Resistance monitoring studies conducted by Corteva Agriscience over many years have shown that the level of weed control of both blackgrass and ryegrass by Kerb (propyzamide) has remained consistent, while the efficacy of the ALS and ACCase herbicides has declined.

All the tests, including the most recent in 2018, demonstrated that this popular herbicide remained consistent regardless of the resistance status of the weed populations tested.

Grass-weed resistance has been a challenging issue in the UK for many decades and it is now a major problem in virtually all arable rotations. According to the Herbicide Resistance Action Committee (HRAC), herbicide resistance is defined as the naturally occurring ability of some weed biotypes in a weed population to survive a herbicide treatment that should, under normal circumstances control that weed.

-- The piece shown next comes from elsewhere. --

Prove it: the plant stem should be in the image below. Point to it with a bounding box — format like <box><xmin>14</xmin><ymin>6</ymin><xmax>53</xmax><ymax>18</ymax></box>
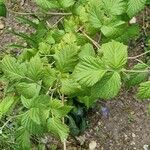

In the field it is a numbers game whereby the herbicide does not control a resistant weed and so selects out resistant survivors in a population. If the same herbicide, or one with the same mode of action is used again, it will lead to more and more individuals being selected creating a resistant population.

There are two basic types of resistance in the UK. Enhanced metabolism is when a resistant plant can degrade the herbicide to non-phytotoxic metabolites faster than a sensitive one (shown by fop chemistry in blackgrass).

Whilst it is not an absolute resistance, it is the most widespread mechanism in blackgrass and can be overcome if the herbicide is applied to a small actively growing plant.

The second type of resistance is more serious as it is absolute and its mechanism is called target site (ALS inhibitor groups have this type of resistance). Here the herbicide can no longer bind to its normal site of action.

The build-up of this type of resistance can be rapid and has become more significant with the increase in use of ALS herbicides such as mesosulfuron-methyl +iodosulfuron-methyl-sodium in wheat.

Herbicide resistant blackgrass was first detected in the UK in 1982, resistant Italian ryegrass in 1990 and resistance wild oats in 1993. Propyzamide in the form of Kerb 400 has been on the market since 1976, and in combination with aminopyralid in ASTROKerb since 2014 and there is still no resistance to this residual-acting herbicide or any shift in sensitivity, said Corteva.